# Couple of AR15 Questions



## hahner724 (Nov 22, 2007)

I recently put together my first ar and the charging handle is tough to pull back. it almost smells like it is burning when you pull it back. i know it is supposed to be easy to pull back but this has been tough. do you think it has to just be worked out by keep pulling it back. any help would be appreciated.

2nd question- i wante to build a 308 ar. are they easy to find parts. do they call them ar 10. it will be used to hunt varmints. thanks for your help, is it the same 308 lower and i am guessing a 308 upper


----------



## kennedy327 (Jul 12, 2006)

If Im not mistaken I believe all you would need is the 308 upper, as the lower is the same either way, with maybe only diffrence would be a few internal parts.


----------



## Smallmouth Crazy (Apr 4, 2006)

I would take the AR to a gunsmith or the very least to your local shop and see if somebody can figure out the issue you have with your AR, I would definately not want to fire it like that, it could make your problem worse or it could be dangerous for you and those around, the 308 and 223 lowers are different, its sorta like the TC Encore and G2 frames..look the same but are different, the 308 platform is much larger, Im fairly sure you probably couldnt even snap a 308 upper on a 223 lower, if your looking for a 308 lower a local shop here in Central Ohio had like a dozen DPMS stripped lowers last week.


----------



## Orlando (Apr 12, 2004)

Remove the charging handle, does the carrier move freely without it?

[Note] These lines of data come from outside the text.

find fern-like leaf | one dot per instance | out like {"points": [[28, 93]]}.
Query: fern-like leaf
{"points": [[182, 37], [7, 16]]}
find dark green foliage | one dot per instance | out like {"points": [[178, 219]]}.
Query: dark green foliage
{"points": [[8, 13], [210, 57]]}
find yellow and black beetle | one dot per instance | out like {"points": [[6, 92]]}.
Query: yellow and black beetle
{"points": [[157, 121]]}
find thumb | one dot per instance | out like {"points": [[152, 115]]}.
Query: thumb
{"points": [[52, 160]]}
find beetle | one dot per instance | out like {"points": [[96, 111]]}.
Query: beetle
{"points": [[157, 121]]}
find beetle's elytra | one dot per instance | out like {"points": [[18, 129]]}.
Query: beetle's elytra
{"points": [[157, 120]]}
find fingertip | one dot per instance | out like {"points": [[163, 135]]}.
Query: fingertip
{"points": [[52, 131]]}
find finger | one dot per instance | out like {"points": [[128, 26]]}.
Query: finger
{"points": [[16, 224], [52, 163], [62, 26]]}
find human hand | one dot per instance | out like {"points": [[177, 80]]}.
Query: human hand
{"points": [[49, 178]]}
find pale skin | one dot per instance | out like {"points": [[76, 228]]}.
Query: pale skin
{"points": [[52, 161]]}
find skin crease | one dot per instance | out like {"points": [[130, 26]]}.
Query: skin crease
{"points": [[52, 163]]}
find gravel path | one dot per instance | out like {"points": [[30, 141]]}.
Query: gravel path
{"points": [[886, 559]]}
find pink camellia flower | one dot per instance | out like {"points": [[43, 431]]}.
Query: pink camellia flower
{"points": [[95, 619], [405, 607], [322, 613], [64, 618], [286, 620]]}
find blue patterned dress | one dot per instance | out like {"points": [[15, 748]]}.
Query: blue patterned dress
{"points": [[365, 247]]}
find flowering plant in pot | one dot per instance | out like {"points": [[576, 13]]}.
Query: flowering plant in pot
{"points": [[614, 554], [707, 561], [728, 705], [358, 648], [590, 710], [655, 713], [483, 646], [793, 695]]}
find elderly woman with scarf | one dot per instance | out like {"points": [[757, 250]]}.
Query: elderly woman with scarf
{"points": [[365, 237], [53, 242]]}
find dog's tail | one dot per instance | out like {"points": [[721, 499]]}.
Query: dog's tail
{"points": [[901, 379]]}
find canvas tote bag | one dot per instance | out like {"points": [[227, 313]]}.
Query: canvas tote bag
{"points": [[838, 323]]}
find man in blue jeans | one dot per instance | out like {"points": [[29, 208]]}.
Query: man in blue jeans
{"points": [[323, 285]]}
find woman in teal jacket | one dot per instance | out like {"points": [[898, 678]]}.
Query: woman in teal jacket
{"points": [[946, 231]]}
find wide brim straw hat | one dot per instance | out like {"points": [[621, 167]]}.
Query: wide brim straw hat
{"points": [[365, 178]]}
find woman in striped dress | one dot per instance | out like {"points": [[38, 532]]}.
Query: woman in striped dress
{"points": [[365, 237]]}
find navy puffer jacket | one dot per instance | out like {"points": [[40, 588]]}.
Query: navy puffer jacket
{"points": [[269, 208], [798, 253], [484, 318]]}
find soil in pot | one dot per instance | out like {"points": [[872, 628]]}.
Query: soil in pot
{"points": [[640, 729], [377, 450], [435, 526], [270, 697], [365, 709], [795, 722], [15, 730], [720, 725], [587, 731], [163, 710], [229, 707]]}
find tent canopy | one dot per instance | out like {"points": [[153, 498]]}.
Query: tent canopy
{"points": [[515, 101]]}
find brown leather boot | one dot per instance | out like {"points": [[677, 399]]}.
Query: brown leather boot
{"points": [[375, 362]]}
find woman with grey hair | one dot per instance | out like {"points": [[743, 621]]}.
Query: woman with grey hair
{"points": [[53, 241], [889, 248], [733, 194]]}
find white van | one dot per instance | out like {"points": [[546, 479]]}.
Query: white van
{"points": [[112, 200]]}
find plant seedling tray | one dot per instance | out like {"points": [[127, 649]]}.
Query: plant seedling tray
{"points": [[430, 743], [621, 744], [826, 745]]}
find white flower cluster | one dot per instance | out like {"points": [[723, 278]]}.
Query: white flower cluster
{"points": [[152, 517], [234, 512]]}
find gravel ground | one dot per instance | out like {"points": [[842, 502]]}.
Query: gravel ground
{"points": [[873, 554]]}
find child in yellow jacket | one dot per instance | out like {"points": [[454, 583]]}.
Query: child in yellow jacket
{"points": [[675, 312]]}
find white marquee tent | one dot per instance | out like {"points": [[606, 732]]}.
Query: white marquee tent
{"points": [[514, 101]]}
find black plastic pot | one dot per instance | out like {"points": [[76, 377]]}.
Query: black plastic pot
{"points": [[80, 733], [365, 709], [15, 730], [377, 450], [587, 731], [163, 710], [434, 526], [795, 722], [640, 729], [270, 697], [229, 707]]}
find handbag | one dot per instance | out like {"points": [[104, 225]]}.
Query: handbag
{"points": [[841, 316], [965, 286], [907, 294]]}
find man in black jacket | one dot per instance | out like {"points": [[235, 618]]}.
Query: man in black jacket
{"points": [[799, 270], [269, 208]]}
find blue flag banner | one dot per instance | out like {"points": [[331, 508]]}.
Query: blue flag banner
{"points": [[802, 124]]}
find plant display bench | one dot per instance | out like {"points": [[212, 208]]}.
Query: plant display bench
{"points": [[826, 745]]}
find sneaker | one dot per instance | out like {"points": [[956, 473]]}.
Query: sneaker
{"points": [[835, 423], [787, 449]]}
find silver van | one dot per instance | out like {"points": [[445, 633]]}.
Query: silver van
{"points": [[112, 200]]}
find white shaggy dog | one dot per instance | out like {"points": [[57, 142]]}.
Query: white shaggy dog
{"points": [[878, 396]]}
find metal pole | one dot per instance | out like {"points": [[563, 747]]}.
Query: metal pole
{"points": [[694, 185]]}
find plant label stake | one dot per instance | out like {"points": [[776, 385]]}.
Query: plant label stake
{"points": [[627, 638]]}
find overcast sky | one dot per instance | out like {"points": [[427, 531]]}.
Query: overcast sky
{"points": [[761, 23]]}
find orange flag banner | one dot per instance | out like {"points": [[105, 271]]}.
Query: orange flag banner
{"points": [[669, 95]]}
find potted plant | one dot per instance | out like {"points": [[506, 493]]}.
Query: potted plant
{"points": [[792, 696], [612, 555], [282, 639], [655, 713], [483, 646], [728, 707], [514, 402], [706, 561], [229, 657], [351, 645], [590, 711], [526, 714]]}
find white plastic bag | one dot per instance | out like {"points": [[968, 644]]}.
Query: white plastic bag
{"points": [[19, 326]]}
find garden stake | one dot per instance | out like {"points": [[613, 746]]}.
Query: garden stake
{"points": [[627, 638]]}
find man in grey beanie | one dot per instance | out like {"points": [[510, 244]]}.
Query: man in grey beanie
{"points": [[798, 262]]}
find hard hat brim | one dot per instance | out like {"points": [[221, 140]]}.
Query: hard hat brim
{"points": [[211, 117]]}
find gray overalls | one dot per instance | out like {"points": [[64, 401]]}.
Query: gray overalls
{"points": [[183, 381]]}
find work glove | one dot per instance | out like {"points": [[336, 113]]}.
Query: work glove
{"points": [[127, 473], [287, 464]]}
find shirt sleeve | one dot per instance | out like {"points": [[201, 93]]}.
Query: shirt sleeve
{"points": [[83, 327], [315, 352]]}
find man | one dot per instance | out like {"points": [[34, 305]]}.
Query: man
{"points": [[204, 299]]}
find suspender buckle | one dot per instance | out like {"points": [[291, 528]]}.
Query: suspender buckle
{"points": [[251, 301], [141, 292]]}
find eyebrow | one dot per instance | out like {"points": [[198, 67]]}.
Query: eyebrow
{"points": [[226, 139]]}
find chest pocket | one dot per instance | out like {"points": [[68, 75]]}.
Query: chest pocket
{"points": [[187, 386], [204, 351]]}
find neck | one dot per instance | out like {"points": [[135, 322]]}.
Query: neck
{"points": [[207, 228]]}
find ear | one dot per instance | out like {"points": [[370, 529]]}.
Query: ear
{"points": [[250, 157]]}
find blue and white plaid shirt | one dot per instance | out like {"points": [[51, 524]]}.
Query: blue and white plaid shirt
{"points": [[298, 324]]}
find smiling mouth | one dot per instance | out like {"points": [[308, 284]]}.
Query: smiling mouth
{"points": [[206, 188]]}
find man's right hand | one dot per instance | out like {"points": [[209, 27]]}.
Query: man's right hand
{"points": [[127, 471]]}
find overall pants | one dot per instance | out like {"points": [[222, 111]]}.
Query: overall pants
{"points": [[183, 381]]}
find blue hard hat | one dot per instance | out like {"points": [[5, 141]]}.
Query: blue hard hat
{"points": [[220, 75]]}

Did you use ,milspec parts of good quality? If carrier moves freely you may just have a out of spec charging handle ?


----------



## hahner724 (Nov 22, 2007)

yes the bolt carrier moves freely without the handle in. it was a bushmaster bolt carrier and the charging handle i am not sure about . i got it off gunbroker and i will check it out. thanks guys i am going to take it to the local gunsmith in town here to have him check it out to be on the safe side. i will update to let you know what i find out.


----------



## Orlando (Apr 12, 2004)

Before you do check something else. So with the rifle broke open the charging handle and bolt carrier moves freely?
Can you push the buffer in with your finger? Is it possibly binding ?


----------



## hahner724 (Nov 22, 2007)

i dont know what it is called because i dont know all the terminology the long pin that the charging handle hole goes on it seems to be sticking on that. it looks long and silver colored. that is wher eit is sticking at


----------



## Orlando (Apr 12, 2004)

Do you mean the carrier that the bolt rides in?


----------



## hahner724 (Nov 22, 2007)

no , i dont think. you know the charging handle has a little round hole on the end, there is a silver pin that the charging handle slides onto it. it seems that is where it is sticking at. if you need me to take a pic i can to show you. thanks for everyones advise


----------



## Orlando (Apr 12, 2004)

Please post a pic


----------



## ODNR3723 (Apr 12, 2007)

I think he is referring to where the gas tube comes back and into the gas key.


----------



## Orlando (Apr 12, 2004)

OK,The charging handle is hitting the gas tube. The tube may be slightly bent? How does it look?


----------



## hahner724 (Nov 22, 2007)

that is probably it, i am going to take a good look in the morning, i just received today a 20'' complete upper from rra and it is smoother than heck. i am going to compare the 2 to see the difference. but i do believe you are right odnr that seems right. i am going to get the pics up tomorrow to show you for sure.


----------



## hahner724 (Nov 22, 2007)

just wanted everyone to know that i took the ar today to a gunsmith and he fixed it in around 5 min. i asked him what was wrong and he said it was bindingup it there and he oiled it and worked it and it works like a champ now. once i get the scope on both of them i will post some pics. i just wanted to thank everyone who offered their info andwisdom to me, i am sure i will have more lol scott


----------



## BigDog68 (Jan 1, 2009)

I was wondering if there are any books out there that show you step by step the process of building your own AR ? I have been comparing prices on stripped lowers if I go that route and build my own. I have never done anything like this before so any pointers would be greatly appreciated. Thanks. BD


----------



## Orlando (Apr 12, 2004)

AR15.COM has a step by step instructions with pictures


----------



## hahner724 (Nov 22, 2007)

orlando is right that is what i used also. they also have on youtube videos from brownells that show you how to build them also. both will work for you and they are free


----------



## jacmec (Sep 28, 2008)

BigDog68 said:


> I was wondering if there are any books out there that show you step by step the process of building your own AR ? I have been comparing prices on stripped lowers if I go that route and build my own. I have never done anything like this before so any pointers would be greatly appreciated. Thanks. BD


Family, friends, loved ones, it will effect every one you know. Your work will drop off and your boss will notice this foggy look in your eyes as you daydream about springs, flash hiders, and pistons. Your bank account will mysteriously get smaller. Your FFL will have you on speed dial. By the time you realize it the damage will already be done. But above all you will have fun.


----------